Pillows are an interesting concept. I slept without one for quite some time, and then years later I can’t tell you how I did that. My neck must have just disappeared? I honestly have no idea. You can go to Target and find cheap pillows and then go to Bed Bath and Beyond and see something that has gel in it which costs four times as much. Pillows should be replaced about every six months or so, which I’m guessing very few people do no matter what they tell you. Of course, that may just be the recommendation of the National Assn to Sell More Pillows, I have no idea, I didn’t do the research.
Just like any consumer purchase, it can be hard to determine what someone may need. Down, foam, synthetic, cotton: most people face way too many choices a day to begin to sort out what is best for their head and neck. They could ball up a sweatshirt and use that just as easily and save themselves from the internal torment of trying to decide between the $20 and the $30 pillow. Making it easy for people to decide on something would be ideal. Especially figuring out how to encourage them to change their pillow out more often. Showing them how they become infested with dust and how they lose their form quickly could be a good way to go.

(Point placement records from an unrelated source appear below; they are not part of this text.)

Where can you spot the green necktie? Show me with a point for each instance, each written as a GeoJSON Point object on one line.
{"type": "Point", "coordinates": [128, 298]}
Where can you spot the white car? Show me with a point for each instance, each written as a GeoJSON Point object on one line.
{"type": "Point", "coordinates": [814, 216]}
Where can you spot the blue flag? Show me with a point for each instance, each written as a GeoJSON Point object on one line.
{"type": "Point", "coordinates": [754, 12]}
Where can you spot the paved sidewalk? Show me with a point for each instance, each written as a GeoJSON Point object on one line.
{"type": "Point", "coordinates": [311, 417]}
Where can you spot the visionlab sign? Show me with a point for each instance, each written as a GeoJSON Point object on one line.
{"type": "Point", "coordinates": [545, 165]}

Eddie Bauer, Garnet Hill, and Sleep Number typically show up for the best pillows for your neck and shoulders, but at prices showing up routinely at around $100, it’s just unreasonable to expect the average person to spend that much every six months for every pillow they own in their home. Our featured mattress brands tend to have some high-ratings themselves too. You can see why this would be a profitable market for the right person.